Definition of paralytic in English:



  • 1Relating to paralysis.

    ‘the incidence of paralytic disease’
    • ‘Tetanus is an acute, spastic paralytic illness caused by a toxin released from the bacterium Clostridium tetani.’
    • ‘Red tides, for example, can cause outbreaks of life-threatening diseases, such as paralytic shellfish poisoning, which can shut down mussel and clam harvesting for long periods of time.’
    • ‘The CDC website relates that there are two common types of rabies: ‘furious’ rabies and paralytic or ‘dumb’ rabies.’
    • ‘Some toxic marine species cause paralytic shellfish poisoning, particularly when forming red tides.’
    • ‘The mutations make it more transmissible and possibly more likely to cause paralytic disease than ordinary live vaccine-derived strains, according to the Health Department.’
  • 2British informal [predicative] Extremely drunk.
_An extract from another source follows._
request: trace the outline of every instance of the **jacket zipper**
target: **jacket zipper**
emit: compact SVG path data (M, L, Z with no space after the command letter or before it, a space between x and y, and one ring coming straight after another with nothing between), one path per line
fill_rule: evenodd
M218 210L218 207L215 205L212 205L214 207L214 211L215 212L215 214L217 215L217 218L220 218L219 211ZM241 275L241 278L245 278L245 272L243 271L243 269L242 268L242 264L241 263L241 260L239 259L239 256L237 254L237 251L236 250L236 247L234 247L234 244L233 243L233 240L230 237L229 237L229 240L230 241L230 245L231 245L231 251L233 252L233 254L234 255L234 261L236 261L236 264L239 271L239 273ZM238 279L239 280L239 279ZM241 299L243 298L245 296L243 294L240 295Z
    ‘a leaving party which left everyone paralytic’
    • ‘Elizabeth was drunker than anybody that night - she was paralytic.’
    • ‘He said excessive drinking was often glorified through the media and we had to change the current mindset that it was ‘a great laugh’ to persistently get paralytic drunk.’
    • ‘The judge told him, ‘You were paralytic drunk and punched a perfectly decent man in the face.’’
    • ‘Young people, many of them still at school stagger out of the pub, intoxicated, paralytic from drinking too much alcohol.’
    • ‘I was almost paralytic by midnight when I was meant to be on stage at Sound On Sunday collecting my prize.’
    intoxicated, inebriated, drunken, befuddled, incapable, tipsy, the worse for drink, under the influence, maudlin
    View synonyms


  • A person affected by paralysis.

    ‘I do not wish to live as a helpless paralytic’
    • ‘The scribes, perhaps those who had earlier lost face and are by now smitten with envy, aggressively confront Jesus about his right to offer forgiveness to the paralytic.’
    • ‘As the number and size of state hospitals increased, however, overcrowded wards housed chronic cases: long-term schizophrenics, the senile, paralytics, and epileptics.’
    • ‘I have illustrated this for my beginning New Testament students by comparing the story of the healing of the paralytic in the Gospels of Mark and Luke.’
    • ‘Soon people were coming to see Him from as far as Canada who were suffering from every kind of disease and disorder: mental illness, epileptics, paralytics, and Joshua healed them all.’
    • ‘Almost all the seniors in these places are over 70 years old with a very weak physical condition and many are paralytics.’


Late Middle English: from Old French paralytique, via Latin from Greek paralutikos relating to paralysis (see paralysis).